When running Metanome algorithms as Python sub-processes you need to have an installation of the Jave Runtime Environment (Version 8 or higher) on your local machine. You also need a local copy of the Metanome.jar wrapper. The file can be downloaded from Zenodo <https://zenodo.org/record/4604964#.YE9tif4pBH4>`_. The package also provides the option to download the file from within your Python scripts.

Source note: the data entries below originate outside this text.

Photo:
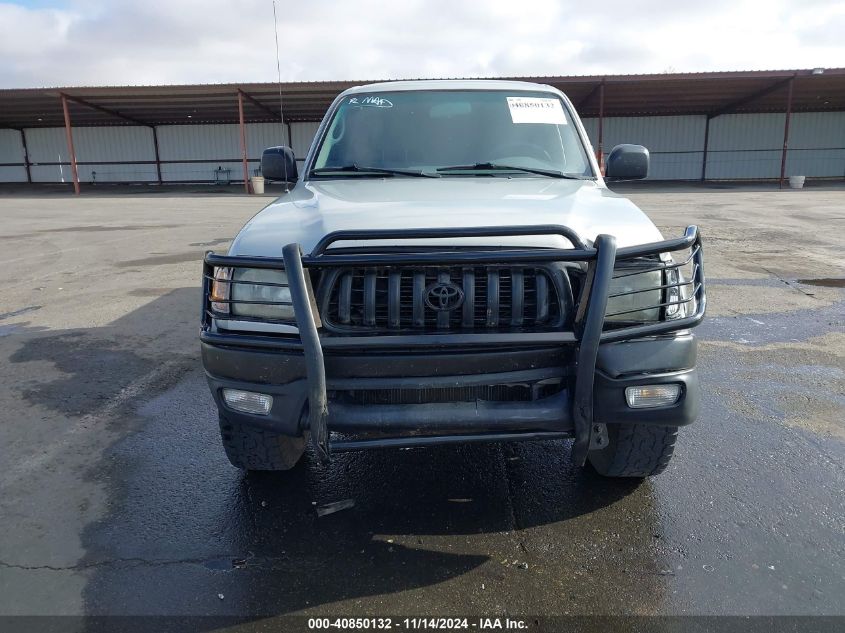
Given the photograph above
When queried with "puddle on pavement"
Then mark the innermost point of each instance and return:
(829, 282)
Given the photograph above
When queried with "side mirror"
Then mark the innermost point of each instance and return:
(627, 162)
(278, 163)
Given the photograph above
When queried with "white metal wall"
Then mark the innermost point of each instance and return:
(11, 151)
(749, 145)
(675, 142)
(740, 146)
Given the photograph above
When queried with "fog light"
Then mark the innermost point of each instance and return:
(652, 396)
(248, 401)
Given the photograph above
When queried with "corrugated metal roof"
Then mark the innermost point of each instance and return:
(624, 95)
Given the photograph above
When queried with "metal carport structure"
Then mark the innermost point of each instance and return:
(710, 95)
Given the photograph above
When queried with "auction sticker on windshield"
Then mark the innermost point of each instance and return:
(536, 110)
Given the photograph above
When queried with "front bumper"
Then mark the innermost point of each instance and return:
(593, 366)
(282, 373)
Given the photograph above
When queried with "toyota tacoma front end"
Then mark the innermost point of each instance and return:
(450, 267)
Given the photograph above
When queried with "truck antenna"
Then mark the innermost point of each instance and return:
(279, 79)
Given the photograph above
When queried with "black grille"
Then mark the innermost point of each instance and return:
(394, 299)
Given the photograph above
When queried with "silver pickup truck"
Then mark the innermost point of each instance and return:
(450, 267)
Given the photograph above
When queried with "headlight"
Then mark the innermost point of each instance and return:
(629, 304)
(675, 295)
(257, 293)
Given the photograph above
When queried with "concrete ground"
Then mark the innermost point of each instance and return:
(117, 498)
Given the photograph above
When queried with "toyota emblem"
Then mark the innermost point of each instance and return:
(444, 296)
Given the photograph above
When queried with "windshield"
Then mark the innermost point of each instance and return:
(452, 133)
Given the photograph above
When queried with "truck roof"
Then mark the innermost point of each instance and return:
(452, 84)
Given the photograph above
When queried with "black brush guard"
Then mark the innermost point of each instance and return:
(587, 334)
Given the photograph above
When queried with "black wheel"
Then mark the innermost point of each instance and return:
(255, 449)
(635, 450)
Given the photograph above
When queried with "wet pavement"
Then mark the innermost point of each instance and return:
(117, 498)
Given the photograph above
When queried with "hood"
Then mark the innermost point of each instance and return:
(316, 208)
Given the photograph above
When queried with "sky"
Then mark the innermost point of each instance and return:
(120, 42)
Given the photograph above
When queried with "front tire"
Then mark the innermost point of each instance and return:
(635, 450)
(256, 449)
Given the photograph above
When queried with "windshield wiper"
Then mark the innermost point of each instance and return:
(497, 167)
(357, 169)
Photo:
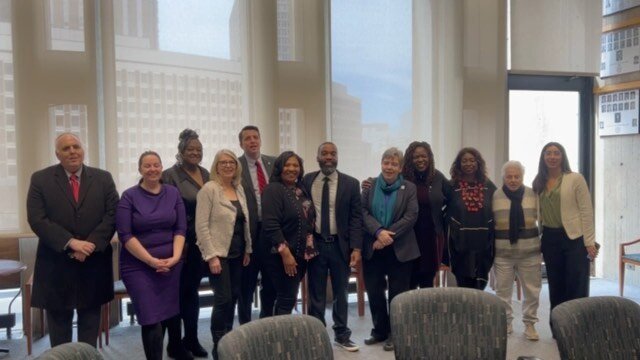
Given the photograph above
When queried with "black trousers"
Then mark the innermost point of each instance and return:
(286, 286)
(381, 270)
(60, 323)
(193, 269)
(329, 261)
(226, 289)
(250, 280)
(567, 266)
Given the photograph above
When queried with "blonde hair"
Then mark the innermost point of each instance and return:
(237, 176)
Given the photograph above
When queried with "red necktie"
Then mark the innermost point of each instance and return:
(262, 180)
(75, 186)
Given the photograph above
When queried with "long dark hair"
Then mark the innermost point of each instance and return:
(456, 166)
(408, 168)
(183, 141)
(540, 181)
(278, 166)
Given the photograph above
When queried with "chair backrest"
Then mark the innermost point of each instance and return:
(278, 337)
(604, 327)
(449, 323)
(71, 351)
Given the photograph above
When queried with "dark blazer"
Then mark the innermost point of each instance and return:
(405, 214)
(188, 188)
(249, 190)
(348, 211)
(60, 282)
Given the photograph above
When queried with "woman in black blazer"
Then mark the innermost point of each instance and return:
(390, 209)
(288, 219)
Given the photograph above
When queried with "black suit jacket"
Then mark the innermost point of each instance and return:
(405, 214)
(348, 211)
(60, 282)
(252, 202)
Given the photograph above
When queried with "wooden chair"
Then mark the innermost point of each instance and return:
(356, 272)
(633, 258)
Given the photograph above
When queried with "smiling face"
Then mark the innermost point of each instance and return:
(391, 168)
(552, 157)
(70, 152)
(226, 168)
(468, 165)
(513, 178)
(328, 158)
(192, 154)
(150, 169)
(250, 143)
(291, 171)
(420, 159)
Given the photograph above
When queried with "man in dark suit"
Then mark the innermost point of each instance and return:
(256, 169)
(71, 208)
(338, 234)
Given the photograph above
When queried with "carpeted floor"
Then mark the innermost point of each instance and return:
(126, 344)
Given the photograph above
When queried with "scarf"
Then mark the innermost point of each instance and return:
(516, 214)
(384, 200)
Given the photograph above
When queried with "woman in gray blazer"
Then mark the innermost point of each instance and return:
(566, 215)
(390, 209)
(224, 238)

from openclean_metanome.download import download_jar

download_jar(verbose=True)

The example will download the jar file into the default directory (defined via the METANOME_JARPATH environment variable). If the variable is not set, the users default cache folder is used. Note that the Metanome.jar is currently about 75 MB in size. Make sure that the environment variable METANOME_JARPATH contains a reference to the downloaded jar-file if you did not download the file into the default location.

Docker

If you have Docker installed on your machine you can run Metanome using the provided Docker container image. To do so, make sure that the environment variable METANOME_WORKER references the configuration file docker_worker.yaml that is included in the config folder of this repository.

Algorithms

The package currently supports two data profiling algorithms.

HyFD

The HyFD algorithm (A Hybrid Approach to Functional Dependency Discovery) is a functional dependency discovery algorithm. Details about the algorithm can be found in:

::

Thorsten Papenbrock, Felix Naumann A Hybrid Approach to Functional Dependency Discovery ACM International Conference on Management of Data (SIGMOD ‘16)

For an example of how to use the algorithm in openclean have a look at the example notebook Run HyFD Algorithm - Example.

HyUCC

The HyUCC algorithm (A Hybrid Approach for Efficient Unique Column Combination Discovery) is a unique column combination discovery. Details about the algorithm can be found here.

For an example of how to use the algorithm in openclean have a look at the example notebook Run HyUCC Algorithm - Example.